At least 19 killed as insurgents launch attacks in southern Afghanistan
By Sayed Salahuddin
7/28/2011
KABUL -- Equipped with suicide vests, hand grenades and guns, suspected Taliban fighters launched commando-style assaults on Afghan government buildings Thursday in the southern province of Uruzgan, resulting in at least 19 deaths, the provincial health chief said.
The raids targeted the governor's compound, a police base and a television station in the provincial capital, Tarin Kot, and followed a gun battle between the assailants and Afghan forces, officials said. The scale of the attacks prompted local authorities to call on NATO-led forces in the province to use air power in defeating the assailants, said a spokesman for the Interior Ministry in Kabul.

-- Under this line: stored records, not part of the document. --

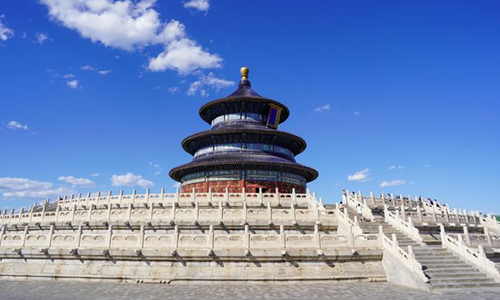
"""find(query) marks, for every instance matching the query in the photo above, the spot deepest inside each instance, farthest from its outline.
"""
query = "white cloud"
(90, 68)
(73, 84)
(173, 89)
(77, 182)
(26, 188)
(41, 38)
(394, 167)
(359, 176)
(322, 108)
(104, 72)
(184, 56)
(201, 5)
(208, 81)
(130, 179)
(392, 183)
(5, 32)
(157, 168)
(16, 126)
(133, 25)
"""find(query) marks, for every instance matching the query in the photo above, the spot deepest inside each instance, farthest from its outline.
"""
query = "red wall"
(236, 186)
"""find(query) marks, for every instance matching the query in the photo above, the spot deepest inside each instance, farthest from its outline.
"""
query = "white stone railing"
(405, 258)
(406, 227)
(475, 256)
(346, 225)
(491, 223)
(173, 240)
(353, 201)
(174, 212)
(202, 198)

"Nineteen dead people, including civilians and police, have been brought to a hospital," Khan Agha Miakhel, the public health chief of Uruzgan, said by telephone. He said that at least 35 people were wounded. It was not clear whether all of the 19 deaths occurred in the attacks or whether some may have been due to NATO airstrikes.
The BBC said its Afghan reporter in the province, Ahmed Omed Khpulwak, was among those killed in the fighting. Khpulwak, 25, was in the local radio and television building when it came under attack, Peter Horrocks, director of BBC Global News, said in a statement.
One of the suicide bombers detonated his explosives outside the provincial governor's headquarters, while at least three blasts were heard elsewhere in the town, said Ahmad Milad, a spokesman for the governor.
The Interior Ministry spokesman, Sediq Sediqi, said the gun battle lasted at least four hours. A spokesman for the Taliban asserted responsibility for the strikes.
The attacks Thursday follow a spate of assassinations of senior Afghan civilian and military officials in recent months across the country. On Wednesday, a suicide bomber killed the mayor of Kandahar at his office in the city, the capital of the province bordering Uruzgan.
Having apparently lost the ability to confront hundreds of thousands of Afghan and U.S.-led NATO forces in face-to-face battle in recent years, the Taliban this year has changed its tactics to include targeting government buildings in commando-style raids and stepping up assassinations of officials.
Ahmed Wali Karzai, a half brother of President Hamid Karzai and his mainstay for political and tribal support in the south was killed more than two weeks ago, and violence has spread to some areas that had been regarded as secure in recent years.
Elsewhere in Afghanistan on Thursday, eight Afghan troops were killed in insurgent attacks, the Defense Ministry said. And the president's office said French troops serving under NATO's command killed a pregnant woman and two other civilians traveling in a car Wednesday in Kapisa province, northeast of Kabul.
Amid a military stalemate on the battlefield, rising casualties, high war costs and growing domestic pressure, all Western troops are expected to leave Afghanistan by 2014. The resurgent Taliban, toppled by U.S.-backed Afghan forces in 2001, is apparently unwilling to join a negotiated settlement to the conflict unless all foreign forces withdraw, although there have been several contacts involving the Taliban, U.S. officials and the Afghan government.
Many Afghans fear that if foreign troops pull out without stabilizing the country, there could be a reprise of the bloody civil war that erupted after the withdrawal of Soviet occupation forces in 1989.